The school caters for 200 special needs students and 34 classes that includes satellite classes in different local schools like Riverhills School, Edgewater College and Howick Intermediate has recently relocated to Pakuranga.
As part of a community project, Mr Robson is taking the young adults through the paces of voting and giving them a perfect idea of the voting process with a role play.
“The Electoral Commission has a range of ways it can help people with different access needs,” he says as he talks about staff assisted voting and postal votes.
Visually impaired himself, Mr Robson is passionate about bringing disability and politics together. Keen to see that disabled people are more aware, informed, and visible, he plays a key role in the non profit organisation My Voice Matters.
Mr Robson has been travelling throughout Auckland addressing disabled groups and encouraging them to exercise their right to vote.
“There is a Takeaway vote-like McDonald’s,” he says trying to grab the interest of the students who are easily distracted.
“It’s not quite as tasty but it’s healthier.
“It’s a special vote. If you have anxiety issues and are not comfortable being around people, you could ask someone close to you or a family member to pick up the voting paper for you.

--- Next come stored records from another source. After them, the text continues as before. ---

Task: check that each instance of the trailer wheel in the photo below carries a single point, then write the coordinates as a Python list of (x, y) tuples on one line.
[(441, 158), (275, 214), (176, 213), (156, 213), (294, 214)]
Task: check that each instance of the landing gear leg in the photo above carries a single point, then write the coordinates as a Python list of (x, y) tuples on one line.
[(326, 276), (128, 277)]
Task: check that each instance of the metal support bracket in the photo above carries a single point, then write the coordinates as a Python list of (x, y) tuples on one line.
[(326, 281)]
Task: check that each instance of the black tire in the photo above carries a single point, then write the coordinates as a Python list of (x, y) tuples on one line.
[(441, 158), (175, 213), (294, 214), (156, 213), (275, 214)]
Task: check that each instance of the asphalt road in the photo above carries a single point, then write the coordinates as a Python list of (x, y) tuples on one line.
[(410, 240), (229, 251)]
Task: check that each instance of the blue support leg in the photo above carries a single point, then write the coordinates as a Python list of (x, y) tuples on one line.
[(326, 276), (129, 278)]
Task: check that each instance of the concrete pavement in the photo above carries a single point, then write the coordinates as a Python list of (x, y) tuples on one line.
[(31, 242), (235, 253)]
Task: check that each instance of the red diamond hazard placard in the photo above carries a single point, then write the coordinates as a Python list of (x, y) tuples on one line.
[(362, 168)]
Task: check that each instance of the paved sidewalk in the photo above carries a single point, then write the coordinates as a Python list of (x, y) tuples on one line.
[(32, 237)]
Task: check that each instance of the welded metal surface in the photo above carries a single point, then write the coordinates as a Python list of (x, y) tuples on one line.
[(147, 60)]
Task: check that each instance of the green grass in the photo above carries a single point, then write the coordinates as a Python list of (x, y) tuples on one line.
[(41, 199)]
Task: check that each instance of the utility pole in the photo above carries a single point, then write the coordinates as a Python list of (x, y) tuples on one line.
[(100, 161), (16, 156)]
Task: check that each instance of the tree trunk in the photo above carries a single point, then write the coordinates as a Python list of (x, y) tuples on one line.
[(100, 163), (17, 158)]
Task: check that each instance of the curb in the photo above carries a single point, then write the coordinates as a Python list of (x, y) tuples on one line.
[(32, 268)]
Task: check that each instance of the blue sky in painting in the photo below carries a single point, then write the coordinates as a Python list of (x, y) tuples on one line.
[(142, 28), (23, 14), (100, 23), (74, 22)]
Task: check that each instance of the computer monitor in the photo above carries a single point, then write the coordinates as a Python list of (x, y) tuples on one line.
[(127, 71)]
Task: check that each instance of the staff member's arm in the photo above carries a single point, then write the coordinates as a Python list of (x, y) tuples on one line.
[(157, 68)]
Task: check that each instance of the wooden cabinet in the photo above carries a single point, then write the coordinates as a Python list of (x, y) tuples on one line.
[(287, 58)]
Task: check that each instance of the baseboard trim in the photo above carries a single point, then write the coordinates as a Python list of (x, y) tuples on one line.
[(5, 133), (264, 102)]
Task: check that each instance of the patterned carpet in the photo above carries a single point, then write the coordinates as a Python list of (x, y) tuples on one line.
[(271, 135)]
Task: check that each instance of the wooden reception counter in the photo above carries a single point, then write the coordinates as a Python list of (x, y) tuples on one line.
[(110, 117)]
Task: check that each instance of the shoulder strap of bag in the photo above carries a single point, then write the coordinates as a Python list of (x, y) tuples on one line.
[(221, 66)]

“The support person can go to a voting place with your verbal permission and collect the voting paper for those who are unable to visit a public place. You can pick it up from anywhere in the country and drop it back to any polling booth before September 23.”

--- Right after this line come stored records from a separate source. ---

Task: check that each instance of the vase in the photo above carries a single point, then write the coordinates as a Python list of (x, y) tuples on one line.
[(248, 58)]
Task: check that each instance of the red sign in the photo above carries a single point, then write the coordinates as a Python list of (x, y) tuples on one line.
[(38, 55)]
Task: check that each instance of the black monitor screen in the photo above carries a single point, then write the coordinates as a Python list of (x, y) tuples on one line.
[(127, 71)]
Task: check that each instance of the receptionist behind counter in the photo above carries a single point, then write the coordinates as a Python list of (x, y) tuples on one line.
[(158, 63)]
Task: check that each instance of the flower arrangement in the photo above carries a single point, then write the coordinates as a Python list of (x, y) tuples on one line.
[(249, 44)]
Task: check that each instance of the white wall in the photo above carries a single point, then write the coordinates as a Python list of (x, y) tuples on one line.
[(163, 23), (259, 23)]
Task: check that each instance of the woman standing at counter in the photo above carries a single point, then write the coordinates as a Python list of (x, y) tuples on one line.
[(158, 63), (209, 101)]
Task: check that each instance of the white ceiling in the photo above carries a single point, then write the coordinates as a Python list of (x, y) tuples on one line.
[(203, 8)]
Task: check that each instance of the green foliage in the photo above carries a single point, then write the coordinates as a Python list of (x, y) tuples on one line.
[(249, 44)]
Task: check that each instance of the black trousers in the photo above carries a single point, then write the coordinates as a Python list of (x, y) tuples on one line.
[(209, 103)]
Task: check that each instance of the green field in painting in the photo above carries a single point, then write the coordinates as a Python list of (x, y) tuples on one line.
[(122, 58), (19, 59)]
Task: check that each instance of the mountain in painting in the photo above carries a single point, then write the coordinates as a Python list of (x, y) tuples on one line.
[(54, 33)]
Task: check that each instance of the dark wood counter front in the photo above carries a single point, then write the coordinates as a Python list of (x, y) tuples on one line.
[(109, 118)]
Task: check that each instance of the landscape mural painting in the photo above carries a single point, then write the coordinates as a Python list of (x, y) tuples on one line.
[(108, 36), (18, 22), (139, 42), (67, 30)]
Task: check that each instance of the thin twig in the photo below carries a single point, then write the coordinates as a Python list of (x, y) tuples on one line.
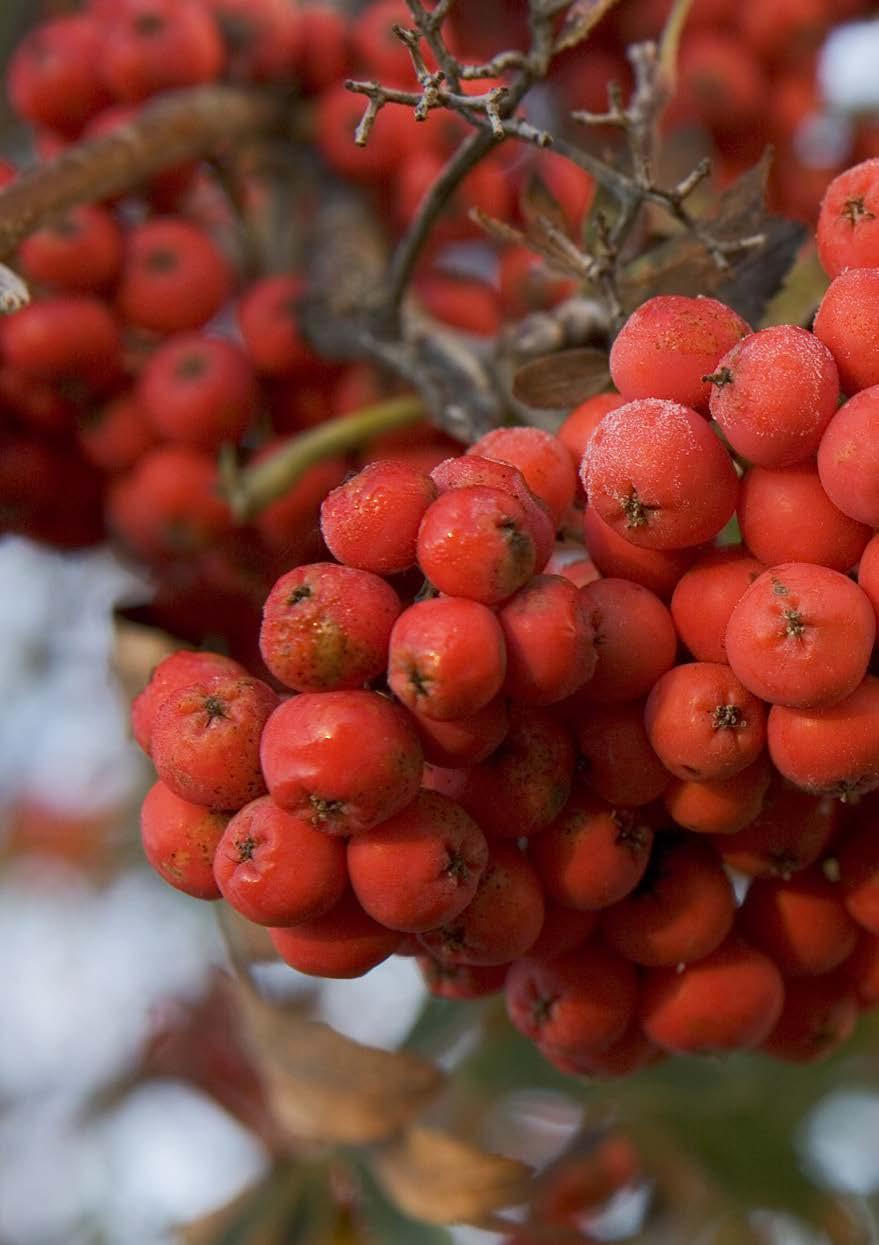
[(252, 489), (179, 126)]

Fighting for equal opportunities, Mr Robson says that he contested the Manurewa Local Board elections in 2016 in order to “educate the politicians that people with disability matter”.
Interestingly he says that it was Times Newspapers <ITALIC> that had asked the readers to come up with possible questions for previous Mayoral elections that proved to be a turning point for him.
“I was really thrilled when my question about how responsive they are to disability issues was selected to be asked at an election debate.
“But sadly none of the candidates had any idea about what they would do. Except one, who was really vague about it.”
He says that according to Stats NZ, in 2013, 24 per cent of the New Zealand population identified as disabled, a total of 1.1 million people.
“If we all voted for one party, they would be government and would not need any coalition partners,” he says regarding the power of the disabled voting block.